Category: Fluid, Electrolytes, and Acid-Base Disorders

  • 1102 Fluid, Electrolyte, and Acid-Base Disorders: Clinical

Authors

  • Henry, Aaron, University of Vermont Larner College of Medicine, Burlington, Vermont, United States
  • Mann-Gow, Travis, University of Vermont Larner College of Medicine, Burlington, Vermont, United States
  • Agbasi, Nneoma, University of Vermont Medical Center, Burlington, Vermont, United States
  • Jeremiah, Chidiebube, East Tennessee State University, Johnson City, Tennessee, United States
  • Onuigbo, Macaulay A., University of Vermont Larner College of Medicine, Burlington, Vermont, United States
Introduction

Polydipsia-Polyuria Syndrome (PPS) can represent central diabetes insipidus (DI), nephrogenic DI or primary polydipsia (PP). Correct differentiation is crucial; Copeptin assay is useful. We describe PPS, hypernatremia, and hypercopeptinemia: Is this a new syndrome?

Case Description

A 76-yo female with Alzheimers disease was evaluated for dizziness, fatigue, incessant thirst, and chest pain. She was drinking excessively even from public faucets and had increased very wet diapers. The daughter restricted water intake at home. Vitals signs were stable. Physical examination was unremarkable.

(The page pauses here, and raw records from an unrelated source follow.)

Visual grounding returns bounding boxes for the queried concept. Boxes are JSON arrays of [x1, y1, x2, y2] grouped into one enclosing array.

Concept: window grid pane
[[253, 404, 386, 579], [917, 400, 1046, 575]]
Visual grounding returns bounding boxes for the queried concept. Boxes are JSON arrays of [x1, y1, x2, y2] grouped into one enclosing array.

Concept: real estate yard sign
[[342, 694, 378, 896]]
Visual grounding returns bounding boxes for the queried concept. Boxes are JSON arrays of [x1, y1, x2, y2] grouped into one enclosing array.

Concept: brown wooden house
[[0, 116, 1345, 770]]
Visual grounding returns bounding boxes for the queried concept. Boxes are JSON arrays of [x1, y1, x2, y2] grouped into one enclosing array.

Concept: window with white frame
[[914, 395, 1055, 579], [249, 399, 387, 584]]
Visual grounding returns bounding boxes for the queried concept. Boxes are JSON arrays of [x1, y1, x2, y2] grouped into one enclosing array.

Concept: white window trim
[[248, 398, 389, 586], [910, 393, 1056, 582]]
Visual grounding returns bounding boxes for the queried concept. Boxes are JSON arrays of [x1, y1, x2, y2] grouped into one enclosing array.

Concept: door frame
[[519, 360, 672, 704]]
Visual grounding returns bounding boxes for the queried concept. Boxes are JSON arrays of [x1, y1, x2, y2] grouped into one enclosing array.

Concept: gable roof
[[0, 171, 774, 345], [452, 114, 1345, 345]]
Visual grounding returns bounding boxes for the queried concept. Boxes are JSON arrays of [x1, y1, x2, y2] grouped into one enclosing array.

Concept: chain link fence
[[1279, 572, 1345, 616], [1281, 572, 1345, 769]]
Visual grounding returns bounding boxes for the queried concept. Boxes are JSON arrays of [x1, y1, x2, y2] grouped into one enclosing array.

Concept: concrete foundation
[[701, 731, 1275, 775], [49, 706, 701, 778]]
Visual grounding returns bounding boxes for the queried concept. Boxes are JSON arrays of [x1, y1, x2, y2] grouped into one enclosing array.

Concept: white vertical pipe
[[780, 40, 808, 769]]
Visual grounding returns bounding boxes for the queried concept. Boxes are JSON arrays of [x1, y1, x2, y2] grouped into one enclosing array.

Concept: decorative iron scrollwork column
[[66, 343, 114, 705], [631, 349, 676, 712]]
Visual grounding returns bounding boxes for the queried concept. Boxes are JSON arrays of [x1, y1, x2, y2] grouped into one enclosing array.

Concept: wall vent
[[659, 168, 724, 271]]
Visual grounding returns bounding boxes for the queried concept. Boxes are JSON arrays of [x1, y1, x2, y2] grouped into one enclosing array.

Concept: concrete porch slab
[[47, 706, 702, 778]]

Sodium was 158 mmol/L, BUN 178 mg/dL, creatinine higher at 1.46 mg/dL, BNP 2000 pg/mL. Chest radiograph and non-contrast head CT were non-diagnostic. She received IV D5W and drank to thirst. Sodium normalized (Figure A). BUN trajectory was a near mirror image of Na trajectory (B). Incessant thirst persisted. Copeptin was 79.7 (<13.1) pmol/L. She was discharged with a diagnosis of PP and a Psychiatry referral.

Discussion

Does our patient have partial nephrogenic DI from AKI, drug-induced SIADH (?Sertraline), and/or PP, or a combination thereof? Hypernatremia on admission probably reflected true water deficit following forced restriction of water intake at home by the daughter in the few days preceding the admission. Follow up would require a delicate balance of controlled water intake. Psychiatry management of suspected PP could include behavioral therapy, health education, relaxation techniques and positive reinforcement. Her dementia could be a barrier. Recent evidence supports a role for GLP-1 agonists in PP. Several unanswered diagnostic and therapeutic questions around PPS remain and call for further research.